Altered risk for cardiovascular events with changes in the MetS status
The KNHANES data, a nationally representative sample of Korea, is limited in that longitudinal follow-up data for the same subjects cannot be obtained. In contrast, the NHID contains serial data of the same individuals who undergo regular health examinations. In this regard, noteworthy studies have utilized serial data from the Korea NHID to examine the cumulative effect, variability, or changes in metabolic parameters [14–16,19,23,26,33]. An example is a study that showed an altered risk of cardiovascular events with changes in the MetS status [42]. Among those who had undergone three or more health examinations, 72.7%, 15.6%, 6.1%, and 5.6% were in the MetS-free, MetS-chronic, MetS-developed, and MetS-recovery groups, respectively. At a median follow-up of 3.5 years, the MetS-recovery group had a significantly lower major adverse cardiovascular event (MACE) risk than the MetS-chronic group (adjusted incidence rate ratio [IRR], 0.85; 95% CI, 0.83 to 0.87). The MetS-developed group had a significantly higher MACE risk than the MetS-free group (adjusted IRRs, 1.36; 95% CI, 1.33 to 1.39). Among the MetS criteria, the development of the elevated BP criterion was related to the largest increase in MACE. Healthcare providers may consider these results when planning a public health strategy to alleviate the burden of MACE.
CONCLUSIONS
In this review, we have summarized the history, structure, and characteristics of the Korean NHID. Recent trends in big data research using this database and representative studies have been introduced.
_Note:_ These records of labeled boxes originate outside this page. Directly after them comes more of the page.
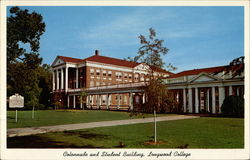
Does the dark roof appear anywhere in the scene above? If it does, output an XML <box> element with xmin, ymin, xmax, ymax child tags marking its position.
<box><xmin>168</xmin><ymin>66</ymin><xmax>226</xmax><ymax>78</ymax></box>
<box><xmin>57</xmin><ymin>56</ymin><xmax>83</xmax><ymax>63</ymax></box>
<box><xmin>84</xmin><ymin>55</ymin><xmax>139</xmax><ymax>68</ymax></box>
<box><xmin>150</xmin><ymin>66</ymin><xmax>174</xmax><ymax>75</ymax></box>
<box><xmin>58</xmin><ymin>55</ymin><xmax>173</xmax><ymax>75</ymax></box>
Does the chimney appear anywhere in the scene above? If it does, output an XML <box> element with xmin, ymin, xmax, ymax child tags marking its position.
<box><xmin>95</xmin><ymin>50</ymin><xmax>99</xmax><ymax>56</ymax></box>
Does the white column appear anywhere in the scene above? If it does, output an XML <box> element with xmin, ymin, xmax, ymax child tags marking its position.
<box><xmin>117</xmin><ymin>94</ymin><xmax>121</xmax><ymax>109</ymax></box>
<box><xmin>56</xmin><ymin>69</ymin><xmax>60</xmax><ymax>90</ymax></box>
<box><xmin>67</xmin><ymin>95</ymin><xmax>69</xmax><ymax>108</ymax></box>
<box><xmin>195</xmin><ymin>87</ymin><xmax>199</xmax><ymax>113</ymax></box>
<box><xmin>87</xmin><ymin>95</ymin><xmax>91</xmax><ymax>108</ymax></box>
<box><xmin>73</xmin><ymin>95</ymin><xmax>76</xmax><ymax>108</ymax></box>
<box><xmin>183</xmin><ymin>88</ymin><xmax>187</xmax><ymax>113</ymax></box>
<box><xmin>76</xmin><ymin>68</ymin><xmax>78</xmax><ymax>88</ymax></box>
<box><xmin>96</xmin><ymin>94</ymin><xmax>100</xmax><ymax>109</ymax></box>
<box><xmin>91</xmin><ymin>95</ymin><xmax>94</xmax><ymax>107</ymax></box>
<box><xmin>229</xmin><ymin>86</ymin><xmax>233</xmax><ymax>96</ymax></box>
<box><xmin>188</xmin><ymin>88</ymin><xmax>193</xmax><ymax>113</ymax></box>
<box><xmin>80</xmin><ymin>96</ymin><xmax>83</xmax><ymax>108</ymax></box>
<box><xmin>52</xmin><ymin>70</ymin><xmax>56</xmax><ymax>91</ymax></box>
<box><xmin>212</xmin><ymin>87</ymin><xmax>216</xmax><ymax>114</ymax></box>
<box><xmin>65</xmin><ymin>65</ymin><xmax>69</xmax><ymax>92</ymax></box>
<box><xmin>207</xmin><ymin>89</ymin><xmax>210</xmax><ymax>112</ymax></box>
<box><xmin>106</xmin><ymin>94</ymin><xmax>109</xmax><ymax>109</ymax></box>
<box><xmin>142</xmin><ymin>93</ymin><xmax>145</xmax><ymax>104</ymax></box>
<box><xmin>129</xmin><ymin>93</ymin><xmax>133</xmax><ymax>111</ymax></box>
<box><xmin>61</xmin><ymin>68</ymin><xmax>64</xmax><ymax>89</ymax></box>
<box><xmin>219</xmin><ymin>86</ymin><xmax>225</xmax><ymax>113</ymax></box>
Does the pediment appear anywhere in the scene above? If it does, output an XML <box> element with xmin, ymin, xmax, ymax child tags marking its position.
<box><xmin>189</xmin><ymin>73</ymin><xmax>220</xmax><ymax>82</ymax></box>
<box><xmin>134</xmin><ymin>63</ymin><xmax>150</xmax><ymax>71</ymax></box>
<box><xmin>52</xmin><ymin>57</ymin><xmax>65</xmax><ymax>66</ymax></box>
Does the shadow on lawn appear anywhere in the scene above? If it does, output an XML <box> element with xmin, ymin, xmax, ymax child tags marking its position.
<box><xmin>63</xmin><ymin>131</ymin><xmax>110</xmax><ymax>139</ymax></box>
<box><xmin>7</xmin><ymin>131</ymin><xmax>108</xmax><ymax>148</ymax></box>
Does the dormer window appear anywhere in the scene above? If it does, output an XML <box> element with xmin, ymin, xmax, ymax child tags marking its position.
<box><xmin>90</xmin><ymin>68</ymin><xmax>95</xmax><ymax>75</ymax></box>
<box><xmin>96</xmin><ymin>69</ymin><xmax>100</xmax><ymax>76</ymax></box>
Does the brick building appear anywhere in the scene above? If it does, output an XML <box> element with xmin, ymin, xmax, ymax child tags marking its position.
<box><xmin>52</xmin><ymin>51</ymin><xmax>244</xmax><ymax>114</ymax></box>
<box><xmin>52</xmin><ymin>50</ymin><xmax>172</xmax><ymax>110</ymax></box>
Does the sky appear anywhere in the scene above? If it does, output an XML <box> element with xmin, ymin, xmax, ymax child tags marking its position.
<box><xmin>8</xmin><ymin>6</ymin><xmax>244</xmax><ymax>73</ymax></box>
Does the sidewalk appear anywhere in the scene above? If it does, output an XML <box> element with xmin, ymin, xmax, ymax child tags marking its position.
<box><xmin>7</xmin><ymin>115</ymin><xmax>199</xmax><ymax>137</ymax></box>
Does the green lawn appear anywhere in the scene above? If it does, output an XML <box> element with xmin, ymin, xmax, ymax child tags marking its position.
<box><xmin>7</xmin><ymin>110</ymin><xmax>174</xmax><ymax>128</ymax></box>
<box><xmin>7</xmin><ymin>117</ymin><xmax>244</xmax><ymax>148</ymax></box>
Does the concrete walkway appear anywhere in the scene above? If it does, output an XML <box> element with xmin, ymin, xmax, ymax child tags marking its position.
<box><xmin>7</xmin><ymin>115</ymin><xmax>199</xmax><ymax>137</ymax></box>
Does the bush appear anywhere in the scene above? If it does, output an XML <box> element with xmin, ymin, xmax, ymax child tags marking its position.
<box><xmin>221</xmin><ymin>96</ymin><xmax>244</xmax><ymax>117</ymax></box>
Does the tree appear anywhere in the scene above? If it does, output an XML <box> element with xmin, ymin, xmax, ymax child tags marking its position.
<box><xmin>80</xmin><ymin>91</ymin><xmax>88</xmax><ymax>109</ymax></box>
<box><xmin>7</xmin><ymin>7</ymin><xmax>45</xmax><ymax>64</ymax></box>
<box><xmin>221</xmin><ymin>95</ymin><xmax>244</xmax><ymax>118</ymax></box>
<box><xmin>7</xmin><ymin>7</ymin><xmax>45</xmax><ymax>107</ymax></box>
<box><xmin>128</xmin><ymin>28</ymin><xmax>176</xmax><ymax>143</ymax></box>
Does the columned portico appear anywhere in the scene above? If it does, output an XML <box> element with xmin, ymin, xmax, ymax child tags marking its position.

Due to the purpose and nature of this database, some limitations exist. However, several strengths also highlight the value of this database. A careful study design and analysis of real-world big data may produce valuable information that can complement other forms of research. In the future, institutional support for the linkage between the NHID and other forms of databases would be crucial for the expansion of usability.
Notes
CONFLICTS OF INTEREST
Seung-Hwan Lee has been associate editors of the Diabetes & Metabolism Journal since 2022. He was not involved in the review process of this review. Otherwise, there was no conflict of interest.
FUNDING
This research was supported by a grant of the Korea Health Technology R&D Project through the Korea Health Industry Development Institute (KHIDI), funded by the Ministry of Health and Welfare, Republic of Korea (Grant Number: HI18-C0275).